Ein Journalist trifft Mythenmetz, welcher durch ein Dimensionsloch in unsere Welt gereist ist, in Köln zu einem Interview. Er trifft ihn in einem Hotel, lädt ihn zum Essen in einem japanischen Restaurant ein und begleitet ihn anschließend wieder zurück in sein Hotelquartier. Dabei ereignen sich wiederholt Unannehmlichkeiten durch Panikanfälle von Personen in der Umgebung, ausgelöst durch Mythenmetz' erschreckendes Aussehen.

Die Gesprächsthemen ähneln thematisch den Drachengesprächen: Es geht um Mythenmetz' erste Erfahrungen als Lindwurm in der modernen Welt, seine Abneigung gegen die Prinz-Kalthbluth-Romane, seine Vorgehensweise bei der Übertragung von Echo, das Krätzchen in moderne Sprache, und seine (geringe) Einschätzung der deutschen Literatur im Allgemeinen.
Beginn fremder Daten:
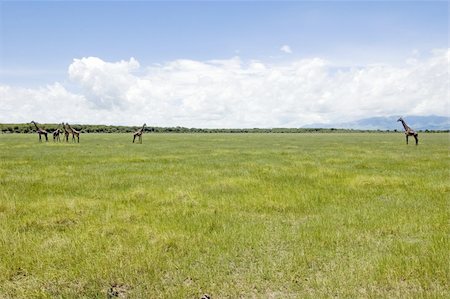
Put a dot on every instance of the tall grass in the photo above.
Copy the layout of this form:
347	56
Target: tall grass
252	215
Außerdem tut er seine Abneigung gegen Walter Moers, seinen Übersetzer ins Deutsche, kund, der zuvor einer Karriere als "Schundheftzeichner" nachgegangen sei, und dem Mythenmetz vorwirft, seine Schriften unautorisiert übersetzt und für eigene Zwecke plagiiert zu haben. Schlussendlich behauptet Mythenmetz, dass er im Falle einer Konfrontation mit Walter Moers nicht garantieren könne, dass seine guten Manieren über seine Raubtierinstinkte siegen werden.[1]